Cloud Availability Zones as Fault Domains

Public cloud providers have availability zones that are full-fledged data centers with independent power and cooling infrastructures. It is also typical for enterprises to choose these availability zones as fault domains.

Some enterprises, however, have their own private on-prem data centers for enhanced privacy and cost-effectiveness. In such cases, racks can be considered as fault domains.

Node Placement Definition

In YugabyteDB, you define the placement of a node using a three-part naming convention in the form cloud.region.zone. The “cloud” represents the actual cloud provider, like AWS, GCP, or Azure. The region represents the geographic location, like US-East or EU-Central. The zone refers to the availability zone where the node is present, like us-east-1a or eu-central-2b. For on-prem data centers, you would set cloud to the data center name, region to the city, and zone to a rack or a group of racks.

Racks as Virtual Zones

As just mentioned, YugabyteDB treats racks as zones as the fault domain by default. For on-prem data centers, racks are treated as virtual zones. You can map your racks to zones, and YugabyteDB will automatically handle rack failures. For an RF3 cluster, you need 3 fault domains, which means you will need at least 3 racks. In case you have more racks (e.g., 6 racks), you can create virtual zones with 2 racks each.

Consider a scenario where you have a data center (dc1) in New York with 9 machines — prod-node [01-09] — hosted in 3 racks —Rack-A, Rack-B, and Rack-C. Three machines are stored per rack, as listed in the following table.

RackMachineIP
Rack-Aprod-node-01192.168.0.1
Rack-Aprod-node-02192.168.0.2
Rack-Aprod-node-03192.168.0.3
Rack-Bprod-node-04192.168.0.4
Rack-Bprod-node-05192.168.0.5
Rack-Bprod-node-06192.168.0.6
Rack-Cprod-node-07192.168.0.7
Rack-Cprod-node-08192.168.0.8
Rack-Cprod-node-09192.168.0.9

Deploy YugabyteDB Cluster Manually Using yugabyted

If you are using the open source deployment of YugabyteDB, you can use our OSS control tool yugabyted to deploy your cluster manually. Start your cluster using the –cloud_location argument (cloud.region.zone) to define the placement of your machine. For your data center, use cloud=dc1, region=newyork, and zone=rack.

For example, to start machine prod-node-01 ( is located in Rack-A), you can run the following command:

yugabyted start --advertise_address=192.168.0.1 --cloud_location=dc1.newyork.rack-a

To simulate a local cluster with 3 racks, you can write a basic bash script:

server=0
JOIN=""
for rack in a b c ; do
    for num in 1 2 3 ; do
        ((server++))
        if [[ ${server} != 1 ]]; 
        then
           JOIN="--join=127.0.0.1"
        fi
        yugabyted start ${JOIN} --advertise_address=127.0.0.${server} --cloud_location=dc1.newyork.rack-${rack} --base_dir=/tmp/data{server}
    done
done

Next, connect to your cluster using ysqlsh and fetch the cluster information.

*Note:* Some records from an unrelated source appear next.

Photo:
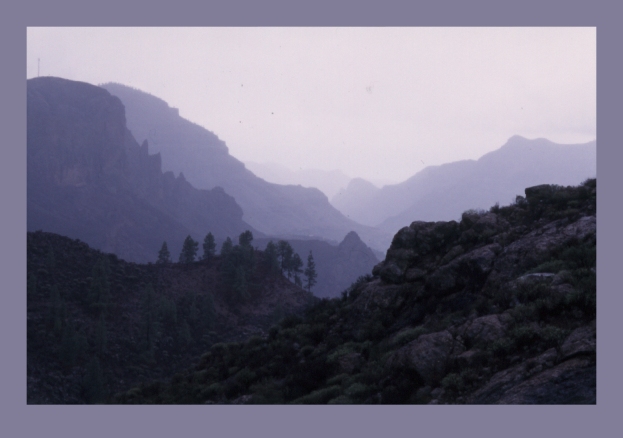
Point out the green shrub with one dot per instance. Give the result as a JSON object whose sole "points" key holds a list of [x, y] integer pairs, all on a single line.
{"points": [[406, 336], [320, 396]]}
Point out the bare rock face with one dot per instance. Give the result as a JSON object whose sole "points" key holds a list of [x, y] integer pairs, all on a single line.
{"points": [[484, 330], [582, 341], [88, 178], [541, 381], [429, 354]]}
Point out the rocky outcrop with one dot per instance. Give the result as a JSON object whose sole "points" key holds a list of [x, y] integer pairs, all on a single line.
{"points": [[273, 209], [521, 258], [89, 179]]}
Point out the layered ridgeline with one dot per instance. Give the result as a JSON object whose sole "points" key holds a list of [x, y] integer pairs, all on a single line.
{"points": [[98, 325], [88, 178], [444, 192], [205, 161], [497, 308], [337, 266]]}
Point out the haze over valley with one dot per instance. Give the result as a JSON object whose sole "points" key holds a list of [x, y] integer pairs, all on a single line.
{"points": [[329, 225]]}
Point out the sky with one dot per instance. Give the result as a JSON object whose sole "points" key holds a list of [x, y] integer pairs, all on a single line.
{"points": [[380, 103]]}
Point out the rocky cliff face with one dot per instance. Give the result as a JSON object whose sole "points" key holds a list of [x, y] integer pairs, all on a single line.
{"points": [[88, 178], [531, 261], [204, 159]]}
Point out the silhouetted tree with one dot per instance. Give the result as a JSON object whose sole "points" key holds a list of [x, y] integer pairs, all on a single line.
{"points": [[285, 252], [245, 238], [310, 272], [164, 256], [227, 247], [209, 247], [93, 383], [271, 258], [189, 250], [297, 264]]}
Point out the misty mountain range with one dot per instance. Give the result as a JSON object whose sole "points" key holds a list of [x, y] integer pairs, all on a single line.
{"points": [[498, 307], [444, 192], [88, 178], [205, 162]]}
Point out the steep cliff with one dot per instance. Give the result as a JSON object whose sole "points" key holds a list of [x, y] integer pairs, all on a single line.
{"points": [[499, 308], [88, 178], [204, 159]]}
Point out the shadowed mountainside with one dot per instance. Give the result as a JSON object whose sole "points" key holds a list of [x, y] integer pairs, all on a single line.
{"points": [[88, 178], [205, 161], [97, 325]]}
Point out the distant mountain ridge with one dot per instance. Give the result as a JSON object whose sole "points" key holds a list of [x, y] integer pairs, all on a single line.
{"points": [[88, 178], [338, 266], [204, 159], [444, 192]]}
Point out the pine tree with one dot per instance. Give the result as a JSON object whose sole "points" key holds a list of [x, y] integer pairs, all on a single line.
{"points": [[94, 382], [285, 252], [209, 247], [227, 247], [271, 258], [189, 250], [163, 255], [310, 272], [245, 238]]}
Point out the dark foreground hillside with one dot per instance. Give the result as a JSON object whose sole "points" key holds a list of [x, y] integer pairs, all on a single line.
{"points": [[498, 308], [98, 325]]}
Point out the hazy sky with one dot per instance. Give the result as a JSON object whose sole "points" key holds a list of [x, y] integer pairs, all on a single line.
{"points": [[377, 103]]}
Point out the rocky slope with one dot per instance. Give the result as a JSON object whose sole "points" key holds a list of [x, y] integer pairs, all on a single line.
{"points": [[205, 161], [88, 178], [444, 192], [498, 308], [97, 325]]}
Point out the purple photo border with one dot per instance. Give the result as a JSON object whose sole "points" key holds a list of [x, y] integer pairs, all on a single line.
{"points": [[19, 419]]}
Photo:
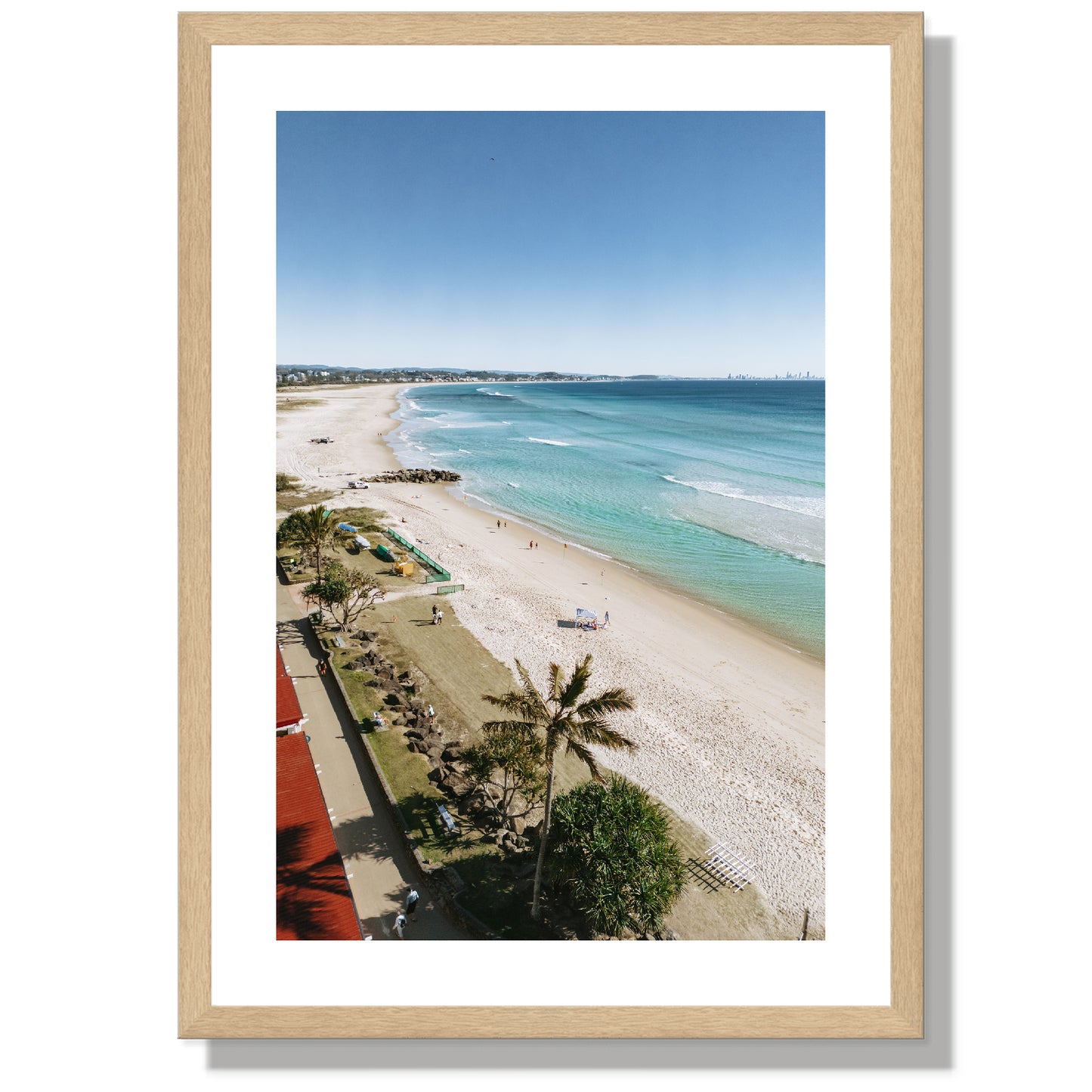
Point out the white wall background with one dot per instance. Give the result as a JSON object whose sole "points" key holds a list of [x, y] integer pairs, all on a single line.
{"points": [[88, 410]]}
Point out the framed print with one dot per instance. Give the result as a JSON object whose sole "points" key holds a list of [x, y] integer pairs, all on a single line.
{"points": [[588, 352]]}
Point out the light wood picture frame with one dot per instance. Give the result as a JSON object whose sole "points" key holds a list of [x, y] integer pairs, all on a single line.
{"points": [[902, 33]]}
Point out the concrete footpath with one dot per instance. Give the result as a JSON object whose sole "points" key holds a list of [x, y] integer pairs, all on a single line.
{"points": [[380, 869]]}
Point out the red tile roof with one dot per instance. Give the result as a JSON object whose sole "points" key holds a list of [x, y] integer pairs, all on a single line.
{"points": [[287, 704], [312, 896]]}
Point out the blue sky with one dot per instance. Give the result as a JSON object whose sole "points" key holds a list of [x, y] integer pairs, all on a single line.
{"points": [[670, 243]]}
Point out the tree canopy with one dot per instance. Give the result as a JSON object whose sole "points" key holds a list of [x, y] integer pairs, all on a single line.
{"points": [[312, 530], [345, 593], [613, 853], [511, 765], [565, 718]]}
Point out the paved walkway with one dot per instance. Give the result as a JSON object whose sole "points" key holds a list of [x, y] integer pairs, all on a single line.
{"points": [[379, 868]]}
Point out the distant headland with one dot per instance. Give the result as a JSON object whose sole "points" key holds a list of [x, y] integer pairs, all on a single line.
{"points": [[331, 375]]}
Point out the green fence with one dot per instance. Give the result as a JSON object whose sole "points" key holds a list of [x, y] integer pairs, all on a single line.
{"points": [[438, 574]]}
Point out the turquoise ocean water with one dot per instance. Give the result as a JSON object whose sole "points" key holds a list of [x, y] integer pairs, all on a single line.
{"points": [[714, 488]]}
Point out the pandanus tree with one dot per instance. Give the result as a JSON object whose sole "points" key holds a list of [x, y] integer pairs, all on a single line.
{"points": [[312, 530], [564, 718], [614, 854]]}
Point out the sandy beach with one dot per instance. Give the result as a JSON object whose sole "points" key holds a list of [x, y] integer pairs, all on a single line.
{"points": [[729, 722]]}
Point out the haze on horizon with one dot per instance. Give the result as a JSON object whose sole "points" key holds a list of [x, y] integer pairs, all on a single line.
{"points": [[685, 243]]}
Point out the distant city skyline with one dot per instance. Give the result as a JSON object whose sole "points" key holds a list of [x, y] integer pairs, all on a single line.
{"points": [[680, 243]]}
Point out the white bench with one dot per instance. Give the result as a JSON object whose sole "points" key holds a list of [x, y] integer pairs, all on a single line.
{"points": [[448, 820]]}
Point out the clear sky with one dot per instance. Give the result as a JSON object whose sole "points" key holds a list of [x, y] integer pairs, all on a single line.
{"points": [[670, 243]]}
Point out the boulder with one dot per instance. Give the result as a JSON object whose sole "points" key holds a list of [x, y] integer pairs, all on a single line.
{"points": [[456, 784]]}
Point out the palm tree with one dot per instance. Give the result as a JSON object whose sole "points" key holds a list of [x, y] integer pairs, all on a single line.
{"points": [[566, 718], [312, 529]]}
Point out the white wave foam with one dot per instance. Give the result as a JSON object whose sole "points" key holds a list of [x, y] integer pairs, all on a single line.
{"points": [[803, 506]]}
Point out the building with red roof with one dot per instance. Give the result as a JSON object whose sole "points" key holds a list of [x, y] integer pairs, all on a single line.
{"points": [[314, 901], [289, 716]]}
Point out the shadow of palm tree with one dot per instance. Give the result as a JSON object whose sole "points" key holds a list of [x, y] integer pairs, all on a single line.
{"points": [[304, 887], [362, 838]]}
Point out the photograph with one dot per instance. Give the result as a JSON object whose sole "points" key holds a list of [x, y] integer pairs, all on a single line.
{"points": [[551, 524]]}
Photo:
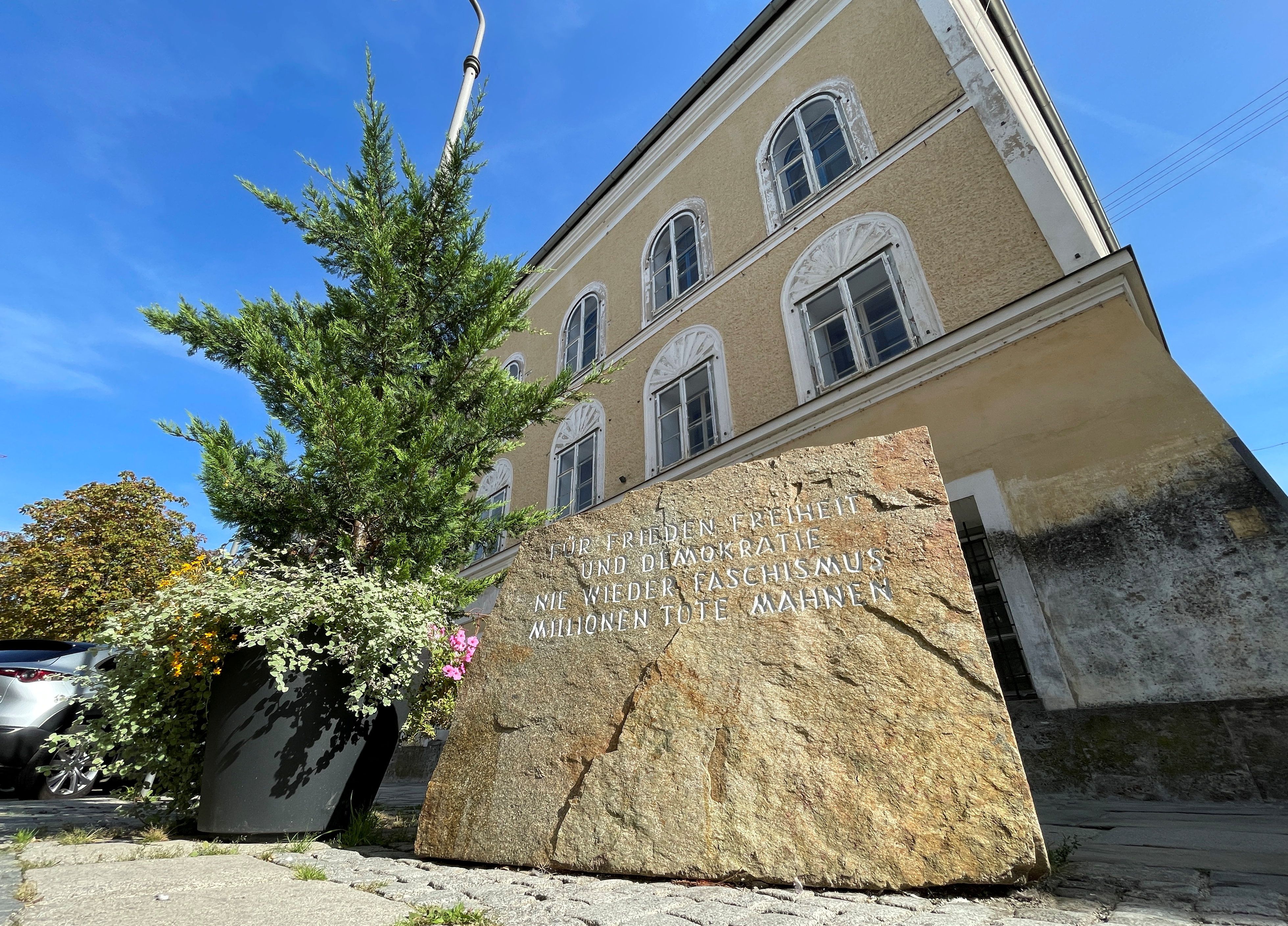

SELECT host, cloud, region, zone FROM yb_servers() ORDER BY host;
           host  |  cloud  | region    |  zone
----------+-------+--------+--------
 127.0.0.1 | dc1       | newyork   | rack-a
 127.0.0.2 | dc1       | newyork   | rack-a
 127.0.0.3 | dc1       | newyork   | rack-a
 127.0.0.4 | dc1       | newyork   | rack-b
 127.0.0.5 | dc1       | newyork   | rack-b
 127.0.0.6 | dc1       | newyork   | rack-b
 127.0.0.7 | dc1       | newyork   | rack-c
 127.0.0.8 | dc1       | newyork   | rack-c
 127.0.0.9 | dc1       | newyork   | rack-c

By default, the replication factor equals 3, and the fault tolerance is configured to zone-level resilience. This ensures that YugabyteDB automatically replicates data and places it across three racks. Because an RF3 system can handle the failure of one fault domain, this setup can handle the outage (planned or unplanned) of any one rack.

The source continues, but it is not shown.